The answer turns out to be a little more complicated than just that.
In my years of K-pop I’ve realized that there really isn’t anything called a “bad song.” The “bad” song is the one you’re not willing to put enough listens into to like. For example, I think “I Got A Boy” is a compositional mess, but I don’t think it’s a bad song. I’ve listened to it enough that my brain creates the flow and cohesion in the song that the composition lacked. It brings out what I like and dilutes what I don’t. Because of that, I’m no longer listening to SNSD‘s “I Got A Boy,” I’m listening to my “I Got A Boy.”
I guess Seungri’s album has reached that same point, where I’ve come to like album because time with it has covered my eyes (or should I say ears?) with rose-tinted lenses independent of outside influences. That’s not to say that Let’s Talk About Love was terrible before, because it objectively isn’t in the slightest. Seungri’s album was good from the start, with the only difference between this album and the last being that my perceptions of the new one have been all over the place in a matter of hours. Since I’m left not knowing where my so called “true” experience starts and ends, I’ll make my life easy and just talk about some of the songs that I liked.
“Gotta Talk To U”
While the song definitely sounds like a “Blue” remake, this is definitely one song that with multiple listens becomes more and more enjoyable. I hated the chorus talk-sing thing at first (which is why I skipped it the first time,) but the more I listened to it, the smoother the talk-singing sounded. In fact, the chorus is designed to be almost instrumental; to create a beat that would compliment the synth and drums such that the beautiful guitar line becomes the core of the song.
“Come To My”
This is the one song I really liked at first listen because it simply doesn’t try too hard and avoids sticking to a single motif ad-nauseum. The verses totally sound like a Justin Timberlake song we all know, but thankfully the rest doesn’t stay in that path. The cliched piano has to be my favorite part, because as cliched as that melodic line can get, it will always be beautiful and instantly likable. I mean, it’s cliched for a reason, right?
In any case, I’m bound to like the song as the one thing that Seungri is certainly brilliant at doing is crafting a pop song that can sell hackneyed extremely well. Some of his best songs, like this one, are beget from the most overdone pop song melodic foundations ever. But it works, it totally works.

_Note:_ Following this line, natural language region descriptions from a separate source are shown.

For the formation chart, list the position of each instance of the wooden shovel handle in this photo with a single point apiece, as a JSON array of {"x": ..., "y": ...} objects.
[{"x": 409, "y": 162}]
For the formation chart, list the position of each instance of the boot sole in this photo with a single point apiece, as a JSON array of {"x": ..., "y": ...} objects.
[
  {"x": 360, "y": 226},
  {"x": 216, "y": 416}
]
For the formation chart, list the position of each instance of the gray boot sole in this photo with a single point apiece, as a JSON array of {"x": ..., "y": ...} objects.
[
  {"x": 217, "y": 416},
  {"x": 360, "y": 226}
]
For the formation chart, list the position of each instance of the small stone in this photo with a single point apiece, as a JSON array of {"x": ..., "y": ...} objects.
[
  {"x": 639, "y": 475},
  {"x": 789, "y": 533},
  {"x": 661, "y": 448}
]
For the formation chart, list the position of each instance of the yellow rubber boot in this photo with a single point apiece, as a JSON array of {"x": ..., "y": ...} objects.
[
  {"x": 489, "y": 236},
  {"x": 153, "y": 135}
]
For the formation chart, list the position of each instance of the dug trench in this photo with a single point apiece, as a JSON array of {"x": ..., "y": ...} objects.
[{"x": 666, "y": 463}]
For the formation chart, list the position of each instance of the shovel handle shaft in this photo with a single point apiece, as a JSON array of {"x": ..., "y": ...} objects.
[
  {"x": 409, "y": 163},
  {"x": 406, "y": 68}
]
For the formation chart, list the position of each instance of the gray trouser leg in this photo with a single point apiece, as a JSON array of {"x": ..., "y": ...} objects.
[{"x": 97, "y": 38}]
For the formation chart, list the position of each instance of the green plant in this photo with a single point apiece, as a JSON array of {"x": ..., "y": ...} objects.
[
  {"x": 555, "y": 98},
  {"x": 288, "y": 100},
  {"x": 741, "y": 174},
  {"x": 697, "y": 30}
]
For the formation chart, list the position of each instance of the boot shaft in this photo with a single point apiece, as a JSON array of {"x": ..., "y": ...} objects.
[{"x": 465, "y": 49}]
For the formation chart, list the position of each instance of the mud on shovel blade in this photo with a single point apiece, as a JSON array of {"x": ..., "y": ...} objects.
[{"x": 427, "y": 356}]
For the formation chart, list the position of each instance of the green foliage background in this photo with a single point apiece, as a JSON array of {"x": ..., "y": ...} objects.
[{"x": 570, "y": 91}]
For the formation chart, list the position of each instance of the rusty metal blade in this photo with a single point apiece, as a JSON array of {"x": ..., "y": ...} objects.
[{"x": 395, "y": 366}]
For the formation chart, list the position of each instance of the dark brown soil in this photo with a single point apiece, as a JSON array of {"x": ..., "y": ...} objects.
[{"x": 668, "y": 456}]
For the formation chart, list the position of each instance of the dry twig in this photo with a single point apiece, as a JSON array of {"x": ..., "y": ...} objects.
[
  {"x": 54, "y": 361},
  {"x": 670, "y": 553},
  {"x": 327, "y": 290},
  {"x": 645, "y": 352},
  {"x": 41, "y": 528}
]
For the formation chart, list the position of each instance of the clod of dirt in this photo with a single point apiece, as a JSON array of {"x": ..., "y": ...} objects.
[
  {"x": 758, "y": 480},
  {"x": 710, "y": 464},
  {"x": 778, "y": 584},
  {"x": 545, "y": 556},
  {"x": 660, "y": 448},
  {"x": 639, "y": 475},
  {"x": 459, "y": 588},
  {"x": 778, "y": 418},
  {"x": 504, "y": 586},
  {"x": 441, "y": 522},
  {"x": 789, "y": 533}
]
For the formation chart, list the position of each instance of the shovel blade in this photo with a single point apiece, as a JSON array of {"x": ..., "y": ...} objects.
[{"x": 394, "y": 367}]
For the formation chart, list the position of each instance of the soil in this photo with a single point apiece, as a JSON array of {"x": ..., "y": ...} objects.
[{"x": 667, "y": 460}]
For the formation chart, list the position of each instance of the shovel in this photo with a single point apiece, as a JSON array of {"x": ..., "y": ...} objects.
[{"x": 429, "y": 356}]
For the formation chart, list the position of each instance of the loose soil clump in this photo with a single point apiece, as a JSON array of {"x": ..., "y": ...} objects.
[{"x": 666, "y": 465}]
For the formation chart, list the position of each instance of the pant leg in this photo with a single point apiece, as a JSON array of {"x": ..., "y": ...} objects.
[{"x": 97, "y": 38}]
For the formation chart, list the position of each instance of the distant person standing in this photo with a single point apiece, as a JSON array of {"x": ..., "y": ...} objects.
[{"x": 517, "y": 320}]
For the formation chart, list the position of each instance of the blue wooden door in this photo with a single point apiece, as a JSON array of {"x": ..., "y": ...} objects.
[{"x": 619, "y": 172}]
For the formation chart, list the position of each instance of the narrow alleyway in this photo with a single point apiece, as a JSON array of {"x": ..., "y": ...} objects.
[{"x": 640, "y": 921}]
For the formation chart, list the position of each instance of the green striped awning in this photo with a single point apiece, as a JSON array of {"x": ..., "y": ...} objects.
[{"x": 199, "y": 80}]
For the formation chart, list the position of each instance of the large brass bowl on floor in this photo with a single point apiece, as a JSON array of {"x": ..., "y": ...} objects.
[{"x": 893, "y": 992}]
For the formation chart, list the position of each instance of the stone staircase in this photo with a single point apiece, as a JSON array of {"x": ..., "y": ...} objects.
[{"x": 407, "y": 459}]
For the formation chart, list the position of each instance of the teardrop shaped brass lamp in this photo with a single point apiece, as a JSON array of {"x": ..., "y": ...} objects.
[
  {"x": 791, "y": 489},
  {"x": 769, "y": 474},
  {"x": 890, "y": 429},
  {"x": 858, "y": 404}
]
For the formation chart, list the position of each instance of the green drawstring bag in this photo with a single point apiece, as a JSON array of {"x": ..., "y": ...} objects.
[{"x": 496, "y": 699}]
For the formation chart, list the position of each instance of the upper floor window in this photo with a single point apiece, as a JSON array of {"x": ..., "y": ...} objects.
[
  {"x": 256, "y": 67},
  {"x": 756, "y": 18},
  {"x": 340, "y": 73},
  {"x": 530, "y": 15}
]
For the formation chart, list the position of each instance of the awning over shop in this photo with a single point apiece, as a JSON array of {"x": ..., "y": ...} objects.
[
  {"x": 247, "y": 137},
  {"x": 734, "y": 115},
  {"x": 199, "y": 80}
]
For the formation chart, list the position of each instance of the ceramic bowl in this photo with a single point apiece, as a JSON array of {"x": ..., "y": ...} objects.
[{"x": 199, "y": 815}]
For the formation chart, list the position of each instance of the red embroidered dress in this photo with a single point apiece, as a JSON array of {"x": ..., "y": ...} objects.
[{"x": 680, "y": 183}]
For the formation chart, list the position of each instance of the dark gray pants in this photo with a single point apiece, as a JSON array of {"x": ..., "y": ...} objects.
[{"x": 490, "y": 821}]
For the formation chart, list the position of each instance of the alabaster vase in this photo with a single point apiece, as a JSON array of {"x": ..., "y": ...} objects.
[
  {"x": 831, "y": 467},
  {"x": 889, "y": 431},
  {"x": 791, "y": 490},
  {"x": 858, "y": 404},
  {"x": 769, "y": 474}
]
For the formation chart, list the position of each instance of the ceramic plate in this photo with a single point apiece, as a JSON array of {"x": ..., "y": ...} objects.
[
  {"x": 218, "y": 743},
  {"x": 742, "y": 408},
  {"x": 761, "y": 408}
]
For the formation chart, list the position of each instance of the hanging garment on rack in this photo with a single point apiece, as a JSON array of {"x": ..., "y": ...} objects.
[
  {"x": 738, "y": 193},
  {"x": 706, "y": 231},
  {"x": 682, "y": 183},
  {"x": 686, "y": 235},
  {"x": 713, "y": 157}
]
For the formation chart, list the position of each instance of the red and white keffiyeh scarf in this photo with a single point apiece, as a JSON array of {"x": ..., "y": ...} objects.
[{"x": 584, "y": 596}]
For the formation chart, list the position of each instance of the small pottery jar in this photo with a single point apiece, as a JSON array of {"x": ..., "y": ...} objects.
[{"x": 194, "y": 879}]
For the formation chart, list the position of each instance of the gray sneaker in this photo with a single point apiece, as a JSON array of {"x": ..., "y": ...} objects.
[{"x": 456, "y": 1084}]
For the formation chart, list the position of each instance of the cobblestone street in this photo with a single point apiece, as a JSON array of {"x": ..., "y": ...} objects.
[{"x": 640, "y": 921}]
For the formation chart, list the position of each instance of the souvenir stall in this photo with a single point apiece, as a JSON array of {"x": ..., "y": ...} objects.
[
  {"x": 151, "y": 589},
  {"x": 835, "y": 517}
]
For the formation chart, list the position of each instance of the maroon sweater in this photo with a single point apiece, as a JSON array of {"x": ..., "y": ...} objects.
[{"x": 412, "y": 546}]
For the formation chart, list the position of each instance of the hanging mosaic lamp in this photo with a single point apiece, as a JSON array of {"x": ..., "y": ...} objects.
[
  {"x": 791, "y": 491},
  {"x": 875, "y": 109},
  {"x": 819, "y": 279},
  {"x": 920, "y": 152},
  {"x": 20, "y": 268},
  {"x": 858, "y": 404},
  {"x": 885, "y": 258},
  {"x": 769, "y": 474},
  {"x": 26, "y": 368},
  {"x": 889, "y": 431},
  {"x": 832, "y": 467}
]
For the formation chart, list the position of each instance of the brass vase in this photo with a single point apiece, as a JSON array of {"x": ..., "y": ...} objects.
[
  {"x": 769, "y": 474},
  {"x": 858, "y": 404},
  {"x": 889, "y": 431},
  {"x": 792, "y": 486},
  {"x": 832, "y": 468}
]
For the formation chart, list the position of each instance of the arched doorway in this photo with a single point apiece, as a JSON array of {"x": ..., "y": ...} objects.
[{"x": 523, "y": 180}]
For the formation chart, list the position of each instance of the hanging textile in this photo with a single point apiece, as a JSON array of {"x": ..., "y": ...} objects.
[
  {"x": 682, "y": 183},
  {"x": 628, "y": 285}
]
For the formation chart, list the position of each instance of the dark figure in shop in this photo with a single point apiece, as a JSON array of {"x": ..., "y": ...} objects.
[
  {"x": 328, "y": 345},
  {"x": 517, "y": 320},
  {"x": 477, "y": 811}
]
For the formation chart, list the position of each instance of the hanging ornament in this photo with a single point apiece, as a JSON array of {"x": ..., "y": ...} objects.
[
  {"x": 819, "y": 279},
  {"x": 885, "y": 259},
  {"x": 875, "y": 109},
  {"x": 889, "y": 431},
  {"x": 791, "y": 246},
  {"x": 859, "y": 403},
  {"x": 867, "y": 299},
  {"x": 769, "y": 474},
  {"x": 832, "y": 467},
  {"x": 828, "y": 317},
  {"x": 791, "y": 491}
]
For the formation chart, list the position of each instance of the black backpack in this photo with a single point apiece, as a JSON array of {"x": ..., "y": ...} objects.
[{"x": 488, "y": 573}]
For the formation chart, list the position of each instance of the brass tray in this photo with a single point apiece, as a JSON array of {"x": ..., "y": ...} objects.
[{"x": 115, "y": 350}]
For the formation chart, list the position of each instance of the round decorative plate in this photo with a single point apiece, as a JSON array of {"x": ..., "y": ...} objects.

I really love this song because it was the one fun dance song on the album that is as carefree and freeform as it is confident in it’s composition. There’s great flow and transition in “Yoo Hoooo!,” something I’ve actually come to see less and and less of in pop music and K-pop. Sometimes music just needs to be let go into the wild, and “Yoo Hoooo!” embodies the concept of being for the sake of being. It doesn’t hide what it is in flashy synths and stylized vocals, and it’s not processed such that you can tell the purpose of each component. “Oh, here’s the hook,” or “there’s the calm before the bridge…” are not thoughts that go through my head. It’s a song that I can listen to with out mentally enhancing it, changing it, or just over-thinking it, for I have no reason to alter something that is so happy and assured in its own skin.
After brooding over Let’s Talk About Love for far too long, I’ve come to the conclusion that it’s probably a waste of time thinking objectively and pondering excessively about something that should just be enjoyed. While Let’s Talk About Love is a great album in its own right, I think I’m going to go back and listen to VVIP. I just might be happier that way.